Rust’s string support includes some cheap in-place operations, such as make_ascii_lowercase() (directly equivalent to operations in C), while .to_lowercase() does not require copying in a Unicode-aware manner. Speaking of strings, UTF-8 encoding is not as troublesome as it seems, as strings have a .as_bytes() view, so they can be handled in a Unicode-ignorant way if needed.
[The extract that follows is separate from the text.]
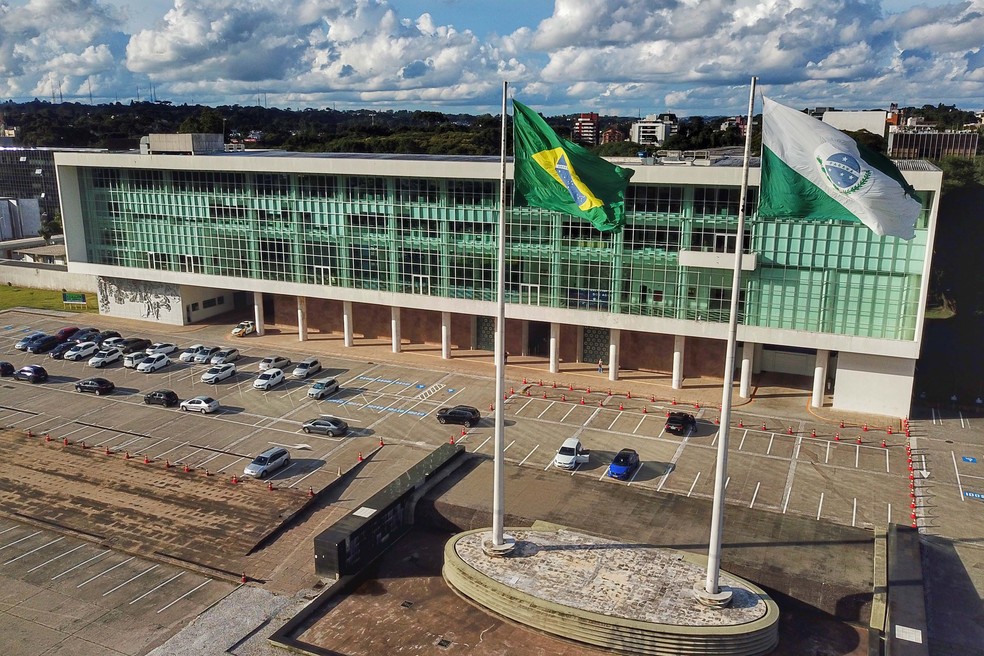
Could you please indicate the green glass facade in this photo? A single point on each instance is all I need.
(437, 236)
libc does its best to make stdout and putc relatively fast. Rust’s libstd is not as magical, so unless wrapped with BufWriter, it does not buffer I/O. Some people complain that Rust is slower than Python, which is because Rust spends 99% of the time flushing results byte by byte, which is exactly what we are talking about.

Executable File Size

Every operating system comes with some standard C libraries, which provide about 30MB of code that C executables get “for free.” For example, a tiny “Hello World” C executable cannot actually output anything; it just calls the printf that comes with the OS. Rust cannot expect the OS to have Rust’s standard library built-in, so Rust executables bundle their own standard library (over 300KB). Fortunately, this is a one-time overhead that can be reduced. In embedded development, the standard library can be turned off, and Rust will generate “bare” code.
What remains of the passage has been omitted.